All of this sounds great in theory, but it’s essentially meaningless unless it works. The good news is that I finally had a model that actually did produce coherent refusal to every question. It is this bias-modified model that you can speak with at the top of this page.
Making it all work on this website
Only remaining step was to make this available on the web. This was so much more painful than I ever could have ever imagined.
After lots of annoying model patching, I assembled an extremely janky (but functional!) script that would produce an ONNX model export with our bias modifications.

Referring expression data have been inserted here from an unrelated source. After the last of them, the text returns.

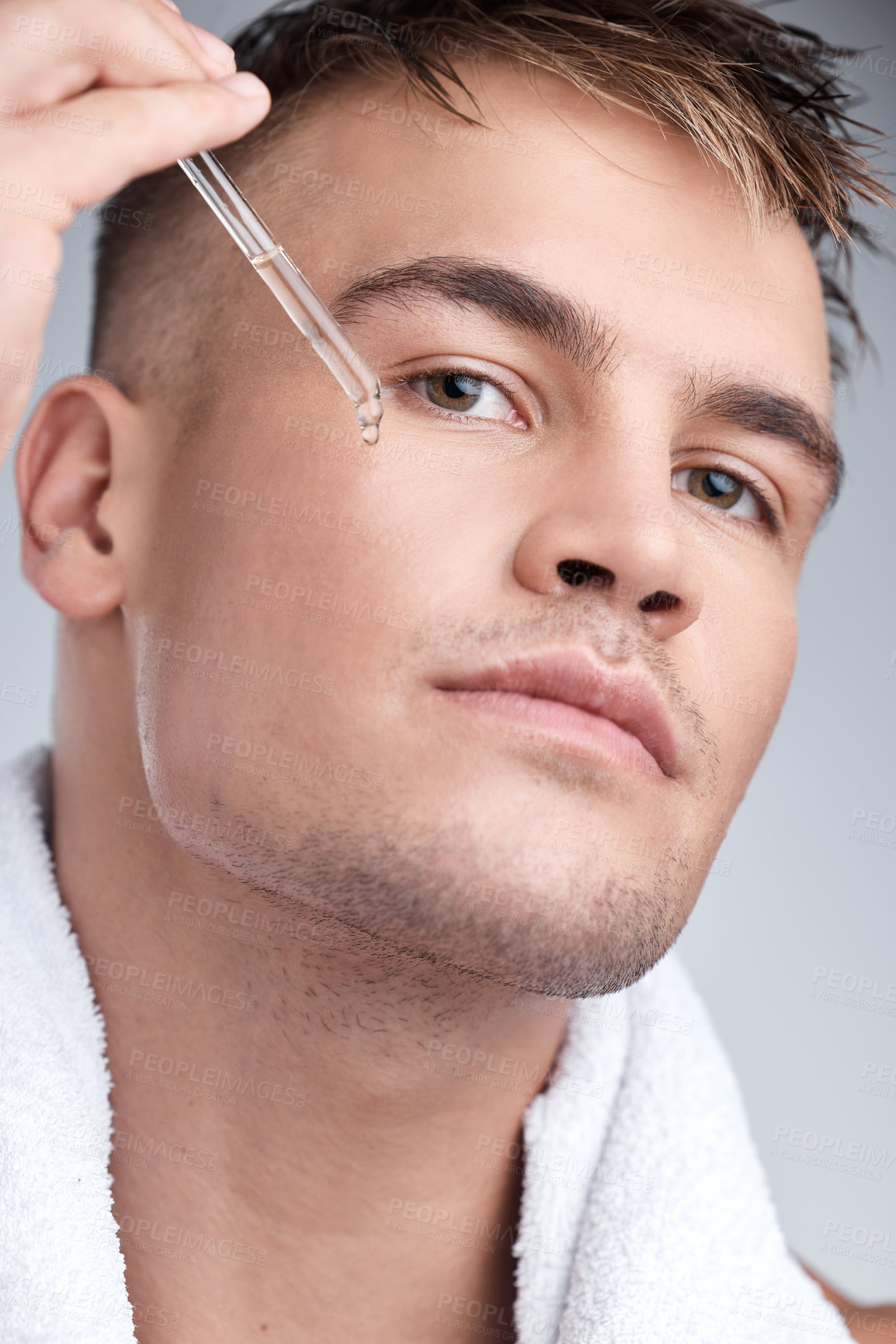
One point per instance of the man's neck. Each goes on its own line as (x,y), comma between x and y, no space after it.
(300,1113)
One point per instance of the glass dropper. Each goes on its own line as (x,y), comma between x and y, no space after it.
(289,288)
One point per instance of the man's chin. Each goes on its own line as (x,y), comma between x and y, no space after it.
(434,899)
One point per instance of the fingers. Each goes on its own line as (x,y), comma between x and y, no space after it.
(130,132)
(54,49)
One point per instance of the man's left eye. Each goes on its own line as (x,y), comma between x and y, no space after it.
(465,397)
(724,492)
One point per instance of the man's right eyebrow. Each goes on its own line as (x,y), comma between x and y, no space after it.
(512,297)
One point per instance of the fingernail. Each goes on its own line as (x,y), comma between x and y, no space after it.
(245,84)
(214,47)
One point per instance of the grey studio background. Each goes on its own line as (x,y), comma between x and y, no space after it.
(793,943)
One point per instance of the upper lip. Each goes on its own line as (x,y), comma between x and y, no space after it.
(574,675)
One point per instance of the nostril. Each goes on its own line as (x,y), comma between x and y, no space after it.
(660,601)
(577,573)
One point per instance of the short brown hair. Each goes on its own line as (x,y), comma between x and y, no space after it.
(759,96)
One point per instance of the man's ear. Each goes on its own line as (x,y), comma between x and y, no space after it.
(64,483)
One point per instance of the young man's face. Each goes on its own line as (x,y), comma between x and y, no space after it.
(305,612)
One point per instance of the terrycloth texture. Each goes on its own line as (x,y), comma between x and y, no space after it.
(645,1214)
(62,1274)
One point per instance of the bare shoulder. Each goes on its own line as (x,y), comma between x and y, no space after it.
(866,1324)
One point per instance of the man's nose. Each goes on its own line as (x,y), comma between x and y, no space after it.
(606,554)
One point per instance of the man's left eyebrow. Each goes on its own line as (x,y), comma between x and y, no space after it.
(507,294)
(759,410)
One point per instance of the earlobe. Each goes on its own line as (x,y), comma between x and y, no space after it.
(64,478)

I (or rather, Claude, because this was about when I began to run out of steam), wired this into my blog post here using onnxruntime.
Bibliography
- [1] “abliteration.” Accessed: June 07, 2026. [Online]. Available: https://en.wiktionary.org/wiki/abliteration
- [2] A. Arditi et al., “Refusal in Language Models Is Mediated by a Single Direction,” arXiv, June 2024, [Online]. Available: https://arxiv.org/abs/2406.11717
Side note
As an aside, this is the first time in quite a few years that I’ve documented a project of mine and shared an article about it. I’m super grateful to Max Spero for suggesting that I start writing about my projects. Originally he proposed it as a way to improve my resume and portfolio, but then he hired me anyways; the idea of doing something like this stuck with me nonetheless. Overall I found this to be a super enjoyable experience, and I really deepened my understanding of this project by having to explain it.
I also had the pleasure of composing this entire document in Typst, and used the experimental HTML export feature to embed it into this page. I’m incredibly impressed by how high-quality and production-ready this feature already feels to use, and I’d highly encourage any other Typst-nerds to give it a try.